Perhydrophenanthrene is made by hydrogenating phenanthrene by essentially the same procedure produced as in example 1. Two approaches are carried out in which the hydrogenated product is isomerized in a mixture with a small amount of methylcyclohexane. One approach is mainly at about 90 ° C for 3 hours and the other substantially at about 100 ° C for 8 hours accomplished. When working up and analyzing the products as in the previous example achieved the following results:

Reaction temperature (° C) .. 90 100

Response time (hours) 3 8

Hydrocarbon charge:

Perhydrophenanthrene (g) 527 311

Methylcyclopentane (g) ... 13 13

Catalyst:

HF (g) 32 100

BF ₃ (g) 35 35

Liquid reaction product:

Methylcyclohexane 1.9 4.0

No traces of C _{8 naphthene}

C ₉ naphthene none 1.7

Qo-naphthene none 0.6

Methyladamantane traces 1.7

1,3,5,7-tetramethyladamantane 0.5 5.6

Other tetramethyl

adamantane 3.8 2.3

1,3-dimethyl-5-ethyl

adamantan 11.4 59.3

Unidentified

Adamantanes 11.0 10.1

Methyl perhydroperi-

naphthene 50.5

Perhydroanthracene 17.6

Perhydrophenanthrene .... 3.3

9.0
4.0
1.7

The values in the table show that for the batch carried out at 90 ° C., a reaction time of 3 hours is not sufficient _{to isomerize the C 14} perhydroaromatic compound used up to the stage at which dimethylethyladamantane is the main product. This approach represents an earlier stage of isomerization in which the main product has the perhydroperinaphthene structure. The other approach, carried out at a slightly higher temperature and a longer reaction time, shows the isomerization stage in which the dimethylethyladamantane is obtained almost as the main product, as can be seen from the yield of 59.3% 1,3-dimethyl-5-ethyladamantane.

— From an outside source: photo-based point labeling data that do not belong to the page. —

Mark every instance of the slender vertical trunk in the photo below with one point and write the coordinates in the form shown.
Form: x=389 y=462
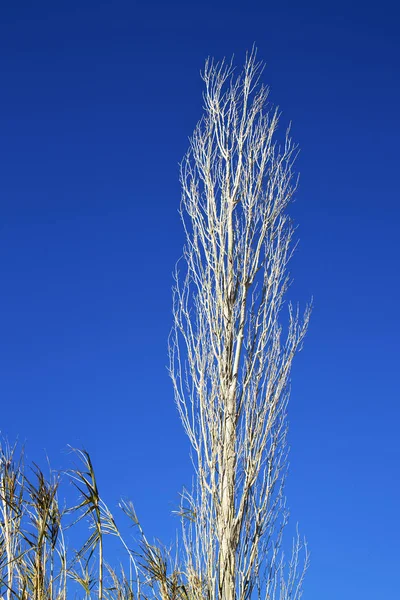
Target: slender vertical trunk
x=227 y=565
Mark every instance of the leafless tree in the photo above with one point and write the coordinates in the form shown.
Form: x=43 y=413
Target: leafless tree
x=230 y=353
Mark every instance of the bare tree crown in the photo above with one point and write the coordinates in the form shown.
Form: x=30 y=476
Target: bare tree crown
x=230 y=356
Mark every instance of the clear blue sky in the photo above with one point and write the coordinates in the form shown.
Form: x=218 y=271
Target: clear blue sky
x=97 y=101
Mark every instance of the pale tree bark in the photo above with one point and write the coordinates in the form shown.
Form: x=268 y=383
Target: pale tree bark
x=230 y=355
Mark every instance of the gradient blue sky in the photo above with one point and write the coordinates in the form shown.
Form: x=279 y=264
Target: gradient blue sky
x=97 y=101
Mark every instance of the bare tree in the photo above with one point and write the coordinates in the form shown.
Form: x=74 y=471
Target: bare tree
x=230 y=356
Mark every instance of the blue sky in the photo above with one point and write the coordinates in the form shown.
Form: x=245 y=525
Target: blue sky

The preceding examples explain the preparation of ethyl-substituted adamantanes with 12 or 14 carbon atoms. In the same way, ethyl-substituted adamantanes with 13 and 15 carbon atoms can be prepared from the tricyclic perhydroaromatics of the C ₁₃ and C ₁₅ type listed at the outset. Each of these ethyl-substituted products can be separated from the accompanying isomer by superfractionation and isolated in high purity.

509 685/17

Claims (2)

Patent claims: 1. Process for the preparation of alkyl adamantanes with 12 to 15 carbon atoms by isomerization of perhydroanthracene, perhydrobenzonaphthene, perhydrofluoren, perhydroacenaphthene, perhydrophenanthrene or their alkyl homologues with 12 to 15 carbon atoms at elevated temperature in the presence of an isomerization catalyst and with interruption of the reaction before the completion of the isomerization, characterized gek.ennzeichnet, wherein the reaction for the preparation of äthylsubstituierten adamantanes ₃ catalyst as long as carried out in the presence of a HF-BF at 50 to 200 ⁰ C, until at least the greater proportion of perhydrogenated aromatic hydrocarbon is converted into hydrocarbons with adamantane which However, the reaction is interrupted before the isomerization of a larger proportion of the alkyl adamantanes to polymethyladamantanes has taken place, and that during the reaction a weight ratio of perhydroaromatic to HF of 2 to 20: 1 and a molar ratio of HF : Complies with BF ₃ from 1: 1 to 50: 1. 2. The method according to claim 1, characterized in that the reaction is carried out at 70 to 150 ° C, in particular at 75 to 125 ° C carried out.